Pattern Discovery in Colored Strings
Zsuzsanna Lipták, Simon J. Puglisi, Massimiliano Rossi
TL;DR
This work introduces colored strings to model embedded-system traces and studies pattern discovery where substrings are guaranteed to be followed by the same color after a fixed delay. It develops suffix-tree–based algorithms to enumerate minimally $(y,d)$-unique substrings for a fixed color and for all colors, with a baseline approach running in $O(n^2)$ time and a skipping variant achieving $O(n^2\log n)$ in the worst case.
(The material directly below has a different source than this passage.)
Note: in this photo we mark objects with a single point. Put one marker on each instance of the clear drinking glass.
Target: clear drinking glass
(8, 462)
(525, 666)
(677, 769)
The methods are extended to all colors and augmented with output-restriction variants (real-type outputs) and a fast-h optimization, yielding practical speedups on simulated data and competitive results on real RTL traces. Experimental results confirm the approaches' viability for assertion mining in embedded systems, and the code is made available for integration into verification pipelines.
Abstract
In this paper, we consider the problem of identifying patterns of interest in colored strings. A colored string is a string where each position is assigned one of a finite set of colors. Our task is to find substrings of the colored string that always occur followed by the same color at the same distance. The problem is motivated by applications in embedded systems verification, in particular, assertion mining. The goal there is to automatically find properties of the embedded system from the analysis of its simulation traces. We show that, in our setting, the number of patterns of interest is upper-bounded by $\mathcal{O}(n^2)$, where $n$ is the length of the string. We introduce a baseline algorithm, running in $\mathcal{O}(n^2)$ time, which identifies all patterns of interest satisfying certain minimality conditions, for all colors in the string. For the case where one is interested in patterns related to one color only, we also provide a second algorithm which runs in $\mathcal{O}(n^2\log n)$ time in the worst case but is faster than the baseline algorithm in practice. Both solutions use suffix trees, and the second algorithm also uses an appropriately defined priority queue, which allows us to reduce the number of computations. We performed an experimental evaluation of the proposed approaches over both synthetic and real-world datasets, and found that the second algorithm outperforms the first algorithm on all simulated data, while on the real-world data, the performance varies between a slight slowdown (on half of the datasets) and a speedup by a factor of up to 11.